Bridy writes that the copyright law applied in independent reviews will be determined by an expert commissioned by the American Arbitration Association and approved by CCI, who is required to hear "prevailing legal principles" of copyright law as viewed by copyright owners.:55 Bridy suggests that the legal standards in an independent review will call into question the fairness of the independent review proceeding, citing what she says are inaccurate statements from the RIAA on copyright.:56 Bridy also says that the lack of written decisions in the independent review process will make it difficult to determine what the rules are for independent review or whether they are being followed.:57
The EFF says that the mitigation measures may be imposed without any due process, placing the burden of proof on consumers to show that allegations of copyright infringement are unfounded. The organization recommends that, in the absence of copyright infringement detection systems which have been demonstrated to be entirely accurate, the burden of proof must be on the content providers to show copyright infringement prior to the mitigation measures. Bridy writes that IP address collection and content identification methods should be held to a much higher standard (including review by an independent expert with no contractual obligations to the CCI nor non-disclosure obligations), especially since an alert itself can trigger a sanction.:53
The EFF argues that the procedure for objecting to an alert is unfairly burdensome to the consumer and biased towards the media companies. Bridy says that because the Copyright Alert System arises from a mass consumer contract, the potential for the repeat-player effect to jeopardize the neutrality of the arbitrators is present.:55 However, Bridy writes that the independent review process is optional, and users are free to go to court to remove alerts or challenge mitigation measures, unlike in other consumer contracts where arbitration is mandatory. Although Bridy says that few subscribers will go to court owing to the possibility of a large damages award, this alternative allows for full due process safeguards.:55
The Copyright Alert System framework was devised by the following companies and organizations:
- MPAA members Walt Disney Studios Motion Pictures, Paramount Pictures, Sony Pictures Entertainment, Twentieth Century Fox Film Corporation, Universal Studios, and Warner Brothers Entertainment.

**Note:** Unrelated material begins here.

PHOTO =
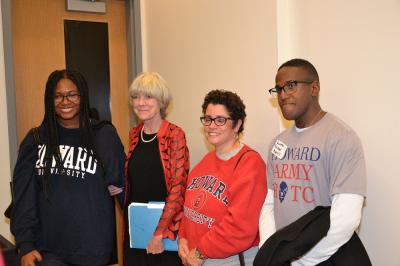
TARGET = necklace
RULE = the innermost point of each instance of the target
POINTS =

- RIAA members Universal Music Group, Warner Music Group, Sony Music Entertainment, and EMI Music.
- The ISPs AT&T, Cablevision, Comcast, Time Warner Cable, and Verizon.
New York Governor Andrew Cuomo is credited with helping the parties negotiate and create the Copyright Alert System.:361 In April 2013, IFPI CEO Frances Moore indicated that the role of the United States Government was greater than previously acknowledged in bringing content owners and ISPs togethers to fight copyright infringement. Specifically he claimed Vice President Joe Biden and “Copyright Czar” Victoria Espinel, were critical players in “pushing the parties to come to some type of agreement.”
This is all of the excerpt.